To freeze grated cheese, divide the cheese into an airtight container like a zip seal bag, remove any excess air and date and label the bag or container. To freeze slices of cheese, separate the slices by greaseproof baking paper to prevent them from sticking together, then store in an airtight, dated bag or container.
The shelf life of cheeses can range between a week to six months, varying by the type of cheese, how it is made and how it is stored.
Yes, cheese can go off. With mould being an integral element of the cheesemaking process and some maturation processes lasting years, that may be surprising for customers to hear. When cheeses are professionally aged, they’re looked after by an affineur – someone who expertly cares for them by regulating the humidity, temperature and airflow in the surrounding environment to develop the flavour and texture of the cheese.
The ageing process typically takes place in a specialised cheese cave or other temperature-controlled room to ensure optimum conditions for the microbes in the moulds to do their work.
When cheeses are removed from these ideal conditions or cut up for consumption, they can spoil by cracking or growing moulds that aren’t safe to eat. Soft cheeses are particularly susceptible to mould because of their high moisture content.
Specific edible moulds and cultures are used within the maturation process, but you wouldn’t want to eat a piece of cheese that has grown mould in your refrigerator. Mould is often easy to remove from hard cheeses, however, as it can simply be cut or scraped away.

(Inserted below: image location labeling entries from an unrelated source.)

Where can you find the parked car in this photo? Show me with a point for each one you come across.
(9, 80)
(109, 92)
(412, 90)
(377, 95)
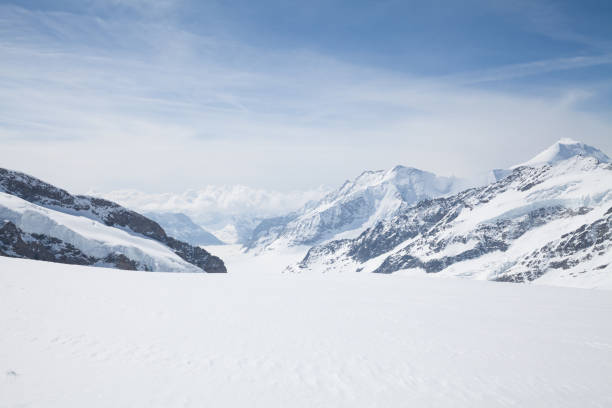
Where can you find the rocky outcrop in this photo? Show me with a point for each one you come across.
(18, 244)
(523, 225)
(111, 214)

Keeping cheese fresh is a key part of a cheesemonger’s role, so they’re experts when it comes to storing cheese. Most cheesemongers will keep cheeses in refrigerated displays. Once a cheese is cut, it is wrapped in clingfilm using a technique called ‘glass wrapping’. Done properly, customers won’t even be able to see the clingfilm on the cut face of the cheese.
Clingfilm can protect cheese while also ensuring it looks its best, but while this is great when a cheese is on display, it’s actually not the best way to store cheese longer term. Cheesemongers advise that when clingfilm is left on for too long, it can affect the flavour of the cheese. If not applied properly, it can also help mould grow. A better option is a more breathable wrapping, like a beeswax cloth or wax wrapper.

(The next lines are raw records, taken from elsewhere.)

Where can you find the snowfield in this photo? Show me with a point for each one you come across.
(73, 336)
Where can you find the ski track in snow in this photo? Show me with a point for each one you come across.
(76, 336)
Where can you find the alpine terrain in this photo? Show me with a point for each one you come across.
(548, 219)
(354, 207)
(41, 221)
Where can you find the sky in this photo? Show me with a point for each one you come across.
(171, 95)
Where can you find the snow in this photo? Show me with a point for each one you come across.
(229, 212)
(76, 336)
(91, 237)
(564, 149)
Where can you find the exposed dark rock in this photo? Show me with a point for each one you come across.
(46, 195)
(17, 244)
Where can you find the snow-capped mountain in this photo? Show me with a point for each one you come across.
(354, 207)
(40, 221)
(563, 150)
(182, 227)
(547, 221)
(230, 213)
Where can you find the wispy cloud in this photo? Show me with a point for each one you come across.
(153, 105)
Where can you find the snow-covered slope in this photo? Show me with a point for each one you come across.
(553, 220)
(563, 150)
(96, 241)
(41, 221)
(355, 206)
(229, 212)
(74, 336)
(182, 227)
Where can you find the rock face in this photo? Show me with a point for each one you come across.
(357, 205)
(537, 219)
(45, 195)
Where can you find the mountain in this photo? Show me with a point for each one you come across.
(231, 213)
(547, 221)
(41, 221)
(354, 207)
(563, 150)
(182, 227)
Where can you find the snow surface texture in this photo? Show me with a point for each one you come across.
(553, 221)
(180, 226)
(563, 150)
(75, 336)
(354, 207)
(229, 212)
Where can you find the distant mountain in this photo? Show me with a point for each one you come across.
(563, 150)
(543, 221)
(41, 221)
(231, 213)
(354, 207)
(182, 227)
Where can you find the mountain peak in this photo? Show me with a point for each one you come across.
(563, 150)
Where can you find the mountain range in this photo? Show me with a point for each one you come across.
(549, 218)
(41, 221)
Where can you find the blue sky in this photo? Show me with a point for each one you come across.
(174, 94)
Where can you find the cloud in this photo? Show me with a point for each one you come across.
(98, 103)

When storing cheese in the fridge, rather than keeping it in an airtight wrapping like clingfilm, a cheesemonger’s care tip is to use a wax paper or cloth wrap and a tupperware box can allow the cheese to create its own controlled area for temperature and humidity, ensuring it won’t dry out.
To keep cheese fresh, you need to get the temperature right. Without refrigeration, many cheeses will last only days or even hours. Even waxed cheeses, which are kept cooler from their waxed casing, can only last unrefrigerated for up to 24 hours.

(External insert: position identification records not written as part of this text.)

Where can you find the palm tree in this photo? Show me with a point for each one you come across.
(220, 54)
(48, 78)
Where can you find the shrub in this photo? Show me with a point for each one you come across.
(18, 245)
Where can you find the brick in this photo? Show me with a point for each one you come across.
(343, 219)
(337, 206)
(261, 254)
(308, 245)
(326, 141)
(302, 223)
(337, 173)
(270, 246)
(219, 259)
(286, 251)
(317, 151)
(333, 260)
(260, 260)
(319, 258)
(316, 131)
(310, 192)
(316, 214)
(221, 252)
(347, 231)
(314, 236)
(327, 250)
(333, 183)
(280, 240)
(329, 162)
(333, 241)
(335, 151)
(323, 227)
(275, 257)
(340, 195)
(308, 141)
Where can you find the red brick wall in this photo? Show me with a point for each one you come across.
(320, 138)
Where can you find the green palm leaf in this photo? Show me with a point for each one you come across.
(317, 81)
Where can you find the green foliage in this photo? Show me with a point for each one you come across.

Keeping cheese in the fridge at temperatures below 5 degrees Celsius will slow the spread of bacterial growth, allowing it to last for around one week to six months, depending on the type of cheese.
How long cheeses last
Soft cheeses - less than two weeks
- Cream cheese
- Feta cheese
Semi-soft cheeses - two to four weeks
- Blue cheese
- Goat’s cheese
Hard cheeses - four to six months
Freezing cheese stops bacterial growth completely. Frozen cheeses should be used within six months of freezing and then used within two to three days of thawing. However, as stated above, freezing cheese significantly affects its flavour and texture.